Market Overview for Ethereum Classic/Tether (ETCUSDT) on 2025-09-18
• ETHUSDT rose from $20.21 to $21.06, a ~0.42% 24-hour gain with strong momentum in early trading.
• Key resistance confirmed at $20.85, with price retreating after a sharp rally.
• Volatility spiked as price breached BollingerBINI-- Band +1σ, while volume surged in the 18:00–04:00 ET window.
• RSI reached 62 during bullish move, hinting at near-overbought conditions but no bearish divergence.
• Price failed to hold above 61.8% Fibonacci level at $20.88, suggesting short-term consolidation ahead.

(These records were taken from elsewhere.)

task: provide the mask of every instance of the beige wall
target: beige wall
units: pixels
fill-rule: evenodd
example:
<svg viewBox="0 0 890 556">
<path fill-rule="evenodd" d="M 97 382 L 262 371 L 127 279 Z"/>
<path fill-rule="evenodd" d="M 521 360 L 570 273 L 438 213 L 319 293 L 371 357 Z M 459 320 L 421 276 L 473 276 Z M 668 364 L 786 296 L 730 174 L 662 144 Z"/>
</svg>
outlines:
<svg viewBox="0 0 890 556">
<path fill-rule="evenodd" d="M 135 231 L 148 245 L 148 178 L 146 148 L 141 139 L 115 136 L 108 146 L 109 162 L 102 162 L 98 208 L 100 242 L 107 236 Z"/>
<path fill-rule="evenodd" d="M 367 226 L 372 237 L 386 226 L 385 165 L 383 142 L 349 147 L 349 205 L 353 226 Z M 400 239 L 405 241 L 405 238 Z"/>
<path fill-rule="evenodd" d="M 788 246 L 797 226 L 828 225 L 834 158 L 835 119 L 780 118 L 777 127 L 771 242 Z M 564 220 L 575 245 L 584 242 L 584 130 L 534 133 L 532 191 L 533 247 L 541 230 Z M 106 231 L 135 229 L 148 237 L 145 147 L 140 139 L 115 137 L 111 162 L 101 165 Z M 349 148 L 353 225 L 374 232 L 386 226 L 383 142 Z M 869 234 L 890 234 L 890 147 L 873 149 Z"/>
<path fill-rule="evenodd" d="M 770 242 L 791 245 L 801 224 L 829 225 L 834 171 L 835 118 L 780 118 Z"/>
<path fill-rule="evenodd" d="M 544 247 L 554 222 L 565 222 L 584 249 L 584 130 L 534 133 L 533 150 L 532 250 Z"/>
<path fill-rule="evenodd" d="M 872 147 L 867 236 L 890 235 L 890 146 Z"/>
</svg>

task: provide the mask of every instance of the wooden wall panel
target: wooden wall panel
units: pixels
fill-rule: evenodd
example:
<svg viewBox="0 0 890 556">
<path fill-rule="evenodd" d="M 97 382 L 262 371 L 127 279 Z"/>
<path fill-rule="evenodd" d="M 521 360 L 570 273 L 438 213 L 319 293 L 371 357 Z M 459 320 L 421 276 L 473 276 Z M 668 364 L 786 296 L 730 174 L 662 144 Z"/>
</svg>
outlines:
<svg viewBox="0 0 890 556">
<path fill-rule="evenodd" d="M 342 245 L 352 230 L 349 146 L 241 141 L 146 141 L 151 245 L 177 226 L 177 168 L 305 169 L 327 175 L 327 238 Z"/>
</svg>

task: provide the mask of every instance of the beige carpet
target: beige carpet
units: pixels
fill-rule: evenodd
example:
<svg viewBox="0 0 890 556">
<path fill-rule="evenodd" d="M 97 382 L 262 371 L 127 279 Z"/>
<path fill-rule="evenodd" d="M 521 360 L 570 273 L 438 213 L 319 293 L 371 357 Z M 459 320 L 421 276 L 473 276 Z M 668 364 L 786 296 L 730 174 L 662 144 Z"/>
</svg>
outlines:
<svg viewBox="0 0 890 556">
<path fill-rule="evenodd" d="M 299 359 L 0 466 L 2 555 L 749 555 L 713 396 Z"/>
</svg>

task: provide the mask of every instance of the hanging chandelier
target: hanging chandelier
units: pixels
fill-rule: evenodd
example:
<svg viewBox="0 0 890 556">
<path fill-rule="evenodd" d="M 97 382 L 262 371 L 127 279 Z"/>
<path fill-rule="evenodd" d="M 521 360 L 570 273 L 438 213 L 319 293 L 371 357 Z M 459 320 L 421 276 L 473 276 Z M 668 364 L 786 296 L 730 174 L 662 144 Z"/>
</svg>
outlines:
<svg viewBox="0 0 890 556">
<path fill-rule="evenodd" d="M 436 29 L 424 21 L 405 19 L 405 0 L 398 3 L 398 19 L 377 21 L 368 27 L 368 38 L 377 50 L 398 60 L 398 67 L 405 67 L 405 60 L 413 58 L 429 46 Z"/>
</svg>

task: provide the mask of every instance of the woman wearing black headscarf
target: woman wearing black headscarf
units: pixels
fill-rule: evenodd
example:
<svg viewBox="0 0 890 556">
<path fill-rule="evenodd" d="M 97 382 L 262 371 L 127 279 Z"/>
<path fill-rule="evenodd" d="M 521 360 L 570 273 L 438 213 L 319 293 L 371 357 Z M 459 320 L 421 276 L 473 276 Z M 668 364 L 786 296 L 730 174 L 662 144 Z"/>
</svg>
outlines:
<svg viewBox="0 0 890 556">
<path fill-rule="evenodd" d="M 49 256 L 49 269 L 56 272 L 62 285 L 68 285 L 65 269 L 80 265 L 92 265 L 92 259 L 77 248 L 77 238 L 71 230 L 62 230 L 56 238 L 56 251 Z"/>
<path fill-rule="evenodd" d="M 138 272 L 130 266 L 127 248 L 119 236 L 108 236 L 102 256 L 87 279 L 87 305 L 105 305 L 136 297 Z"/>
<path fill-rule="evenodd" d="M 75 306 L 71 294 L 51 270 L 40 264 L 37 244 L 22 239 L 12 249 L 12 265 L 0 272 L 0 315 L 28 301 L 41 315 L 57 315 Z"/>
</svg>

Ethereum Classic/Tether (ETCUSDT) opened at $20.21 on 2025-09-17 at 12:00 ET and closed at $20.83 the following day. The 24-hour range was $20.10–$21.06. Total volume reached 722,351.19 with a notional turnover of $14,575,000. Price showed a strong bullish bias driven by momentum and volume spikes during overnight trading.
Structure & Formations
Price formed several key patterns over the 24-hour period. A bullish engulfing pattern appeared at the start of the rally, followed by a strong breakout above the $20.85 level. However, a bearish divergence was observed in the latter half of the session with a long upper shadow forming at $21.06, signaling potential profit-taking. A doji candle at $20.94 marked a pause in momentum. A key support level appeared to form around $20.78–$20.80, where price bounced twice after failed attempts to break above $20.91.
Moving Averages
On the 15-minute chart, the 20-period SMA crossed above the 50-period SMA at around 06:00 ET, confirming a short-term bullish bias. The 50-period SMA acted as dynamic support, holding price above $20.60 for most of the session. Daily moving averages suggest a longer-term bullish bias with the 100-period SMA at $20.35 and the 200-period SMA at $20.15.
MACD & RSI
The MACD line showed a strong bullish crossover early in the session, with the histogram expanding during the $20.21–$21.06 upswing. However, the RSI climbed to 62 at the peak of the rally and failed to push into overbought territory (70), indicating a potential correction. The RSI showed no significant bearish divergence, but a flattening histogram suggests a pause in momentum. MACD remains bullish but could signal a consolidation phase if price fails to retest key resistance.
Bollinger Bands
Volatility increased significantly in the overnight session, pushing price above the +1σ Bollinger Band at $21.06. The bands expanded from a width of ~$0.20 to ~$0.50 during the peak. Price spent much of the session inside the bands but briefly traded at the upper edge. The recent contraction before the breakout suggests a buildup of energy. The lower band remained firm around $20.60, but it has not been tested in the last 24 hours.
Volume & Turnover
Volume was concentrated in the 18:00–04:00 ET period, peaking with a 15-minute candle at 22:30 ET, which saw a volume of 109,226.29. This coincided with a strong move from $20.60 to $20.83. Notional turnover also surged during this period, reaching a 24-hour high of ~$1.3 million on a single candle. However, the last few bullish candles showed a volume reduction despite the price rise, hinting at weaker conviction.
Fibonacci Retracements
Fibonacci retracements were applied to the recent 15-minute swing from $20.10 to $21.06. Key levels include 38.2% at $20.75 and 61.8% at $20.88, both of which acted as temporary ceilings. Price failed to close above 61.8% despite hitting the level, suggesting a potential bearish continuation. On the daily chart, the 61.8% retracement of the broader move from $20.15 to $21.06 lies at ~$20.84, which has shown resistance in prior sessions.
Backtest Hypothesis
Given the strong bullish momentum, the volume confirmation during the 18:00–04:00 ET period, and the failed test of 61.8% Fibonacci at $20.88, a potential short-term buy setup emerges when price retraces back to $20.78–$20.80 and holds above the 50-period SMA. A stop-loss below $20.75 and a target of $21.06 (previous high) may offer a favorable risk-reward ratio. This setup aligns with the MACD crossover and RSI momentum, validating the strategy using confirmed support and dynamic moving averages.